Scorie - Solite balle sulla spending review




Anche quest'anno il governo ha incaricato Yoram Gutgeld, commissario alla spending review, di relazionare in merito ai risultati ragigunti.
Il ministro dell'Economia, Pier Carlo Padoan, con sempre minore senso del pudore, ha affermato:

"Dopo la presentazione della relazione sulla spending review mi auguro di leggere un po' meno che in Italia la spending non si è fatta o si è fatta male."

Certamente c'è stata revisione della spesa, nel senso che si sono spostate somme da taluni capitoli ad altri, senza peraltro che si sia percepito alcun beneficio per chi paga le tasse. Ma in termini complessivi la spesa non è stata ridotta (semmai il contrario), quindi credo sia legittimo concludere – Padoan se ne faccia una ragione – che sia stata fatta male.

Le chiacchiere non trovano riscontro nei numeri, nonostante Gutgeld abbia cercato di "giocare" con gli stessi per intestare a se stesso e al governo risultati inesistenti.

Dato che il periodo preso in esame dal commissario è il triennio 2014-2016, è bene iniziare dai numeri. A fine 2013 la spesa pubblica complessiva ammontava a 815,7 miliardi. A fine 2016 era a quota 829,3 miliardi, con un aumento di 13,6 miliardi.

In rapporto al Pil nominale, la spesa totale è diminuita di 1,2 punti percentuali. Ma, al netto degli interessi, il calo è stato solo dello 0,4 per cento del Pil.
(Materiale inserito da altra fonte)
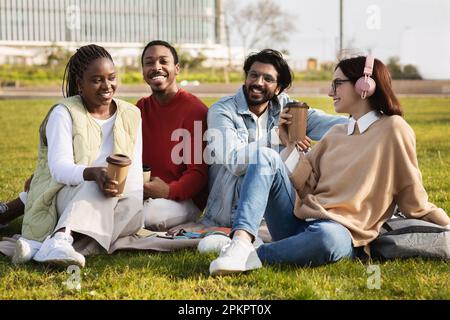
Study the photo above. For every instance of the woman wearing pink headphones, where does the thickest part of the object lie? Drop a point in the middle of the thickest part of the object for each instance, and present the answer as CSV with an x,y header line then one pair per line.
x,y
330,203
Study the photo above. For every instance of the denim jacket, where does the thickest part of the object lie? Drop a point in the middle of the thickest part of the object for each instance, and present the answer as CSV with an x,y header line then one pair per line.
x,y
231,145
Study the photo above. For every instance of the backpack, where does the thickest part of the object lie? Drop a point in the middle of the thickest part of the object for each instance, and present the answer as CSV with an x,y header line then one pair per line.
x,y
404,238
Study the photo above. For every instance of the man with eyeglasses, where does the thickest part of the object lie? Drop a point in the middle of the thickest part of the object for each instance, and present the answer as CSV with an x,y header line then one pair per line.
x,y
238,125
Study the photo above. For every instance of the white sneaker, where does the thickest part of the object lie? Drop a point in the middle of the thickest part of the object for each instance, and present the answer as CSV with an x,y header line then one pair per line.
x,y
238,256
3,209
25,250
58,250
213,243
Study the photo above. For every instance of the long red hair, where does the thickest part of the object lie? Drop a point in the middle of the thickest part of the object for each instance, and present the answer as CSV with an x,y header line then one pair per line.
x,y
383,99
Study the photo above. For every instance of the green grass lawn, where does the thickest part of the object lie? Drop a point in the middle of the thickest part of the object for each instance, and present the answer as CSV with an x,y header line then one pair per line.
x,y
184,274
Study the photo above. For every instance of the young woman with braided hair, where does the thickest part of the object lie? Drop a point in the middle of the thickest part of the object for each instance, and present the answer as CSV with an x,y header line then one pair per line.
x,y
70,194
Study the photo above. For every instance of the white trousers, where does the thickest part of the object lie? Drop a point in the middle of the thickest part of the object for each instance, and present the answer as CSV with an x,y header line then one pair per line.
x,y
84,209
163,214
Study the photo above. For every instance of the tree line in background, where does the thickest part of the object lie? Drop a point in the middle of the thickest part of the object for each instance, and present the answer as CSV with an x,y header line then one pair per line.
x,y
258,24
191,70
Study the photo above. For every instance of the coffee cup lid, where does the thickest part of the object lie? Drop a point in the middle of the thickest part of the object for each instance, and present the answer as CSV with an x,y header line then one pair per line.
x,y
120,160
296,104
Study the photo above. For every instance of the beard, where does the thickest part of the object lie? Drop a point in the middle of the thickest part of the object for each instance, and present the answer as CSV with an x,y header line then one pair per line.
x,y
264,96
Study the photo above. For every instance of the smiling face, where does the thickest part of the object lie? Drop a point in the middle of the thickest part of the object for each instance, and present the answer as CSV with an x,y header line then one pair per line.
x,y
159,69
99,83
261,84
345,98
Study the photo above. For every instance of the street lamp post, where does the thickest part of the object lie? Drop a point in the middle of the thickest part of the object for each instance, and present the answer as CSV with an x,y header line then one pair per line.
x,y
341,20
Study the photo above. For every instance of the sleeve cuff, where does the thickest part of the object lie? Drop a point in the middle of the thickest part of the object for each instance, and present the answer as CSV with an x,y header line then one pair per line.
x,y
292,160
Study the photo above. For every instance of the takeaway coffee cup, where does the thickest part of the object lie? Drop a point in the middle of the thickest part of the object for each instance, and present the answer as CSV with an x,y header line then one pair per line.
x,y
297,129
147,172
118,165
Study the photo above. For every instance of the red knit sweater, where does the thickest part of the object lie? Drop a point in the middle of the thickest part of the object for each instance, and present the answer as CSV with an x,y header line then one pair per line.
x,y
188,179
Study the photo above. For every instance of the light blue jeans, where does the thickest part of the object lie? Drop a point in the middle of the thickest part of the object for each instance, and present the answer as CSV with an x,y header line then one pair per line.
x,y
267,191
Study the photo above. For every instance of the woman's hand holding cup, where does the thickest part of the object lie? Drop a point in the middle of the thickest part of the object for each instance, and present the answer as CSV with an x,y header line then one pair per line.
x,y
107,186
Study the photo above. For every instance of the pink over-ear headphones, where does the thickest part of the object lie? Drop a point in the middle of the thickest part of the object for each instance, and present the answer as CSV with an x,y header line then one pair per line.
x,y
365,86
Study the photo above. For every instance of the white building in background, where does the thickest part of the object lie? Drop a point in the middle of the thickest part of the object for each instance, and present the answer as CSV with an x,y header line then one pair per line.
x,y
28,28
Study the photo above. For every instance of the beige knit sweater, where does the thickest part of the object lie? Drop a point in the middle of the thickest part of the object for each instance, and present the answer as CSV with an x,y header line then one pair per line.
x,y
356,180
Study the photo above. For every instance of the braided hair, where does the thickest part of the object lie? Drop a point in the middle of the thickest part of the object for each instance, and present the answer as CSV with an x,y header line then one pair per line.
x,y
77,64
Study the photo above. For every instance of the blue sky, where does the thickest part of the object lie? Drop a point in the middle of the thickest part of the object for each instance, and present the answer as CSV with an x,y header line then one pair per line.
x,y
416,31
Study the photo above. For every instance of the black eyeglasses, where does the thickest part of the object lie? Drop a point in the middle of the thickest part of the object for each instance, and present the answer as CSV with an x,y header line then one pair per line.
x,y
253,75
336,83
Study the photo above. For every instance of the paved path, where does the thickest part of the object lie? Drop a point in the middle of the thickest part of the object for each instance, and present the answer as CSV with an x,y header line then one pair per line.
x,y
306,88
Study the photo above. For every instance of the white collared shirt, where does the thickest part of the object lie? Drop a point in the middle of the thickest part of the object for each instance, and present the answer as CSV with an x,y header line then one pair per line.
x,y
363,123
261,123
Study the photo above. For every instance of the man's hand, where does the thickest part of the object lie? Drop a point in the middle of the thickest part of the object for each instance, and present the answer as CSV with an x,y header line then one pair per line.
x,y
283,122
304,145
156,188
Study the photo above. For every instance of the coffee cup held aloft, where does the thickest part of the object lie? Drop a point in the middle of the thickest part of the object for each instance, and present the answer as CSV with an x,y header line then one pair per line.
x,y
297,129
147,172
118,165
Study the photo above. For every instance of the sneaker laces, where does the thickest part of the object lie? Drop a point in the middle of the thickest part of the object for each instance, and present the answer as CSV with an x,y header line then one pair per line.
x,y
228,249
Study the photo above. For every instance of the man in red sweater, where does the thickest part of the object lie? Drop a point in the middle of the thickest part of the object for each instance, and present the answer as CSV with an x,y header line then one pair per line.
x,y
173,123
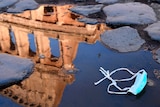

Le voci di spesa realmente diminuite sono quelle relative agli interessi sul debito (e questo non dipende dalla spending review) e agli investimenti pubblici (quelli di cui tanto si riempiono la bocca i keynesiani di ogni dove). Le spese correnti sono aumentate di oltre 22 miliardi.

Come sempre, poi, il bonus renziano da 80 euro è stato considerato, a seconda della convenienza, come minori tasse o maggiori prestazioni sociali, nel tentativo di sostenere che si sono calate le tasse pur aumentando le prestazioni sociali, riducendo al contempo il deficit. Correttezza vorrebbe che la stessa somma fosse considerata in un unico modo, onde non moltiplicarne virtualmente i presunti benefici.

A mio parere il passaggio del saldo primario dal 2,1 all'1,5 per cento del Pil rende evidente che di risanamento non c'è stata ombra, nonostante il beneficio per le casse dello Stato di una riduzione della spesa per interessi dovuta al Qe della BCE.

Quando questo effetto dopante verrà meno, l'Italia resterà con un debito pubblico che ha continuato comunque ad aumentare (anche in rapporto al Pil), e allora non ci sarà gioco di prestigio sui numeri che tenga.